Die Geburt eines Kindes schenkt einer Mutter Selbstvertrauen. Und das ist auch dringend notwendig – denn dieser kleine Mensch wird ihr in den nächsten Jahren Dinge abverlangen, die sie für niemand anderen auf der Welt tun würde. Okay, vielleicht noch für seine Geschwister. Aber dann ist auch echt mal gut! Eine Sammlung der entwürdigendsten Mama-Momente.
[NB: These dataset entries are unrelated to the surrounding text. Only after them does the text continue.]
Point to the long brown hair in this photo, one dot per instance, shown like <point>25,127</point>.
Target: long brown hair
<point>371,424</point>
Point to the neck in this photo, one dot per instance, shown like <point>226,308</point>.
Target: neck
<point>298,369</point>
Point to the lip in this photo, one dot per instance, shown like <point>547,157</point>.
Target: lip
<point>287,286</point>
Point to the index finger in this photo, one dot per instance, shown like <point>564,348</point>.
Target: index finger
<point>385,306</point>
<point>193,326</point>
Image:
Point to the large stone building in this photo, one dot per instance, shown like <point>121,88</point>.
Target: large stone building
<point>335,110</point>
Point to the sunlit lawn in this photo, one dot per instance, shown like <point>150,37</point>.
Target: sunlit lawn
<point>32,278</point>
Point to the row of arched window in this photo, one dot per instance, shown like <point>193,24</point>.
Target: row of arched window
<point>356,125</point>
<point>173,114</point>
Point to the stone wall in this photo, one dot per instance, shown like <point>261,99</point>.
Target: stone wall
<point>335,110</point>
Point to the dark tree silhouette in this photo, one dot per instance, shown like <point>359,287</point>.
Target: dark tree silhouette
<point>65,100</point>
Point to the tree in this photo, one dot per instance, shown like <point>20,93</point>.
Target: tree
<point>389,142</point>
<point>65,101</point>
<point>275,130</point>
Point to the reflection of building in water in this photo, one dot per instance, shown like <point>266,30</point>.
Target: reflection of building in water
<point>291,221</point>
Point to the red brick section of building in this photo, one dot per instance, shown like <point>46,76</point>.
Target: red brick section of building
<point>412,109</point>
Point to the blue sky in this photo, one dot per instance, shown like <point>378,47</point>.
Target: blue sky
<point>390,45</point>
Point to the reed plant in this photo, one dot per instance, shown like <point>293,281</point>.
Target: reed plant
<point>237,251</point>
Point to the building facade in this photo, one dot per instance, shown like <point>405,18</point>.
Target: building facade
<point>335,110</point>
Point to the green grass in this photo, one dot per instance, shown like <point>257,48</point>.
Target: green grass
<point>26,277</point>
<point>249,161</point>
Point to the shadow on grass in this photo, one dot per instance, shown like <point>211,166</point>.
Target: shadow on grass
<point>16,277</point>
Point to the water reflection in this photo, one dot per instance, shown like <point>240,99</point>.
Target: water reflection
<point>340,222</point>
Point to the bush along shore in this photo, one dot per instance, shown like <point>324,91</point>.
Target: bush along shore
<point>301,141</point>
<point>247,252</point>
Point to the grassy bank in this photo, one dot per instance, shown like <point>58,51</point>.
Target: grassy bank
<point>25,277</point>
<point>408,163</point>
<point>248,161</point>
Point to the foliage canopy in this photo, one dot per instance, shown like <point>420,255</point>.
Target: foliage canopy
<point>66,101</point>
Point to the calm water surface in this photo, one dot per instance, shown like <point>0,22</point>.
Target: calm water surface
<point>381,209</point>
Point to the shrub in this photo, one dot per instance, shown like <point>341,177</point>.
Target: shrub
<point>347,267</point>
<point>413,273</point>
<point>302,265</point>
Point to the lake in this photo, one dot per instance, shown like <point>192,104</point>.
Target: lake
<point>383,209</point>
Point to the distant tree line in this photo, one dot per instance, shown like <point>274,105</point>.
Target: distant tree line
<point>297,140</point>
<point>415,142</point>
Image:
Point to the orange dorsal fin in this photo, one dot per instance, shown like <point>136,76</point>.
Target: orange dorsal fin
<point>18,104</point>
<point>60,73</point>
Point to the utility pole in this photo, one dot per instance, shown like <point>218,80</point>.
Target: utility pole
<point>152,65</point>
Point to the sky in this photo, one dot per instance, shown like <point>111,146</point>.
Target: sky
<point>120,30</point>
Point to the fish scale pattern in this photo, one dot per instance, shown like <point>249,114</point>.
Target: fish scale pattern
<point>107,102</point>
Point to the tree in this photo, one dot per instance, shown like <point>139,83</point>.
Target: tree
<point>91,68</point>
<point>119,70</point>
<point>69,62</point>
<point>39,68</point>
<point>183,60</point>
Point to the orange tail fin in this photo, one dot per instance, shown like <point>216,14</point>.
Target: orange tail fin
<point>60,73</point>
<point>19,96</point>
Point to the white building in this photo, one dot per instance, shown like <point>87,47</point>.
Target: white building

  1. Der Moment, in dem Du mit kühlenden Kohlblättern auf der Brust im Wochenbett liegst und Dir klar wird, dass Du riechst wie eine Döner-Beilage.
  2. Der Moment, in dem Du in einem Kreis fremder Frauen im Rückbildungskurs sitzt und die Hebamme verlangt, dass sich jetzt „alle mal zusammen vorstellen, mit der Scheide Gras zu zupfen“.
  3. Der Moment, in dem Du für einen Kitaplatz alles tun würdest. Und auch tust. Zum Beispiel Ostergrüße mit Pralinen an die Krippenleiterin schicken.
  4. Der Moment, in dem der Kinderarzt Dir nahelegt, dass Du jetzt so oft da warst, dass Du kleinere Entscheidungen auch ruhig mal selbst treffen kannst.
  5. Der Moment, in dem Du auf dem Spielplatz merkst, dass Du wieder mal ALLES vergessen hast. Und andere Mütter Deinem Kind mit mitleidigem Blick Apfelschnitze, zuckerfreie Kekse und Taschentücher reichen.
  6. Der Moment, in dem Du ahnst, dass die Erzieher im Kindergarten wahrscheinlich wirklich jedes Detail aus Deinem Leben kennen („Mama und Papa haben am Wochenende auch Mittagsschlaf gemacht – aber ohne Unterhose“).
  7. Der Moment, in dem Dein Kind entdeckt, dass Erwachsenen manche Unterstellungen peinlich sind (in der Supermarkt-Schlange: „Meine Mama hat gepuhuuupst!“).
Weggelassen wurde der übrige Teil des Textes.